Evet Balbay, adil yargılanma hakkını ortadan kaldıran, bireyin kişiliğine yönelik baskı uygulayan her şey ZULÜM ’dür. Kitabının başında, ilk 7 sayfada 10 çeşit zulüm tarif etmişsiniz, mesela kitabın bir yerinde şöyle diyorsunuz:
Bu kitabı elle yazdım. Çalışırken elim yoruluyordu ama beynim “tam kıvamındayım, haydi devam et” diyordu. Sonunda yavaş da olsa sol elimde de yazmaya başladım.
Bu zulüm değil midir?
 
Evet Balbay, bu bir zulümdür.
Daha yargılaması devam eden, suçluluğu kanıtlanmayan insanları “oda tipi” düzenlemelerle yalnızlaştırmak da bir zulümdür.
 
Sırf İnsanları cezalandırmak amacıyla tutuklayıp, yıllarca sürecek yargılamalar yapmak da ayrı bir zulümdür.
 
Mahkemelerin sanık sözleri üzerinden delil toplamaya çalışmaları  bir zulümdür.
 
İnsanların henüz varlığı bile kanıtlanamayan bir örgüte üye olmadıklarını kanıtlamak için çırpınmaları bir zulümdür.
 
CMK’nın 170.maddesine göre suç tarihi ve yeri belli olmayan soruşturma ve iddianamelere dayanarak insanları tutuklamak bir zulümdür.
 
CMK’nın 134. Maddesine göre kopyaları alınmayan bilgisayar kayıtlarını bilimsel raporlara rağmen delil olarak kabul etmek bir zulümdür.
 
Eski bir Cumhurbaşkanı’ndan, Ahmet Necdet Sezer’den oğlunuzun doğumunu kutlamak için gelen “analı babalı büyüsün” telefon kaydını delil olarak dosyaya koymak bir zulümdür.
 
Evet Balbay, bütün bunlar zulümdür, ama biliniz ki sadece özel yetkili mahkemelerde yargılananlara değil bu zulümler, sadece Ergenekon tutuklarına değil… Zulüm her yerde…
 
ZULÜM HER YERDE
 
Türkiye’de tutuklama ve mahkûmiyet raporlarında görüyoruz ki tutuklananların %50 si beraat ediyor. Türkiye’de tutuklu sayısı 70.000 olduğunu kabul edersek demek ki Türkiye’de 30.000- 35.000 insan sürekli haksızlığa uğruyor, zulüm görüyor.
 
Zulmü sorgulamak için Ergenekon davasını beklemek bir geç kalmışlıktır. Türkiye’nin aydınları, laikliğe verdikleri önem kadar adil yargılanma hakkına önem verselerdi, şeriat korkusuna karşı, türbana karşı gösterdikleri tepkileri adil yargılanma hakkı çiğnenenler için gösterselerdi belki de Silivri’de bu zulümhane kurulamayacaktı.

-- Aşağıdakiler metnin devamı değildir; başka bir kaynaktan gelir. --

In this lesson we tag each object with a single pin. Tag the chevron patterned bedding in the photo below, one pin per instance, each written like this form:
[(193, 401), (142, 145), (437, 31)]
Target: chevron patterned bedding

İnsanların inanç özgürlüklerini baskı altına almak da bir zulümdür. Özgür bir yaşam için, demokrasi için laiklik olmazsa olmaz, ama on binlerce insanın adil yargılanma hakkı yok ediliyorsa da olamaz, olmaz…
 
Adil yargılanma hakkı herkes için olmalı, sadece aydınlar için, sadece gazeteciler için değil. Bu ülkede yıllardır insanlar hukuksuz olarak tutuklanıp yıllarca hapis yattıktan sonra beraat ediyorlarsa ve toplum buna tepkisiz kalabiliyorsa Silivri Zulüm haneleri hiç eksik olmayacaktır.
Türkiye aydınları halk sınıflarının adil yargılanma hakkını savunsalardı, halkın haksızlığa uğradığı yerde halkla birlikte olsalardı, olabilselerdi bugün Silivri Zulümhanesi belki olmayacaktı.